Una voz femenina irrumpió en la estancia:
—Buenos días, Ramón. ¿Ya me estás aromando la casa?
Ramón se puso precipitadamente en pie, al tiempo que su anfitrión efectuaba el mismo ejercicio, pero de un modo mucho más lento y confiado.
—¿No me irás a pedir que lo apague? —protestó a Ana María.
—Claro que no —ella se echó a reír—. Y, además, miento. A mí me gusta el olor de un buen habano —Ramón abrió una sonrisa de complacencia— porque mi padre los fumaba. Pero habano ¿eh? —le advirtió con severidad—, no cualquier cosa.

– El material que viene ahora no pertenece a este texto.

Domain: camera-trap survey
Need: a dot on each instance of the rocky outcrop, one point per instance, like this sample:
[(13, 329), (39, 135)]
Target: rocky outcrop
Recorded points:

—Oh, oh, oh —comentó Fernando.
—En fin, hace un día horrible, así que os abandono —y con estas palabras se alejó hacia el interior de la casa dejando solos a los dos hombres. Éstos se mantuvieron en silencio durante un rato; luego, Ramón se dirigió con seriedad a Fernando.
—Oye, cuéntame a ver qué pasa, porque yo noto un ambiente bastante raro con todo esto de la muerte del Juez Medina, ¿no? ¿Qué es lo que hace la Guardia Civil, o la Jueza esa, que parece un caballo? Yo creo que no tienen ni idea y están revolucionando a todo el mundo, que es lo peor que se puede hacer.
—La verdad es que no hay modo de saberlo, Ramón, pero la Juez… Mariana —rectificó de seguido— es una persona competente; le han enviado una Brigada especial de la Guardia Civil; en fin, yo creo que no hay motivo para suponer que no puedan resolver el asunto, pronto o tarde.
—Bah, eso son tonterías. La realidad es que no tienen ni idea y, en cambio, están molestando a todo el mundo aquí, en Las Lomas y en Valle Castañares. Ayer estuvieron en casa preguntando, por la tarde, y luego fueron a La Cabaña, pero como Carlos anda de ligue se debieron quedar con las ganas porque yo no les di la llave, faltaría más. ¿Y todo por qué? Porque no tienen ni puta idea, Fernando. ¿Es que no hay nada que investigar en el pueblo?, me pregunto yo.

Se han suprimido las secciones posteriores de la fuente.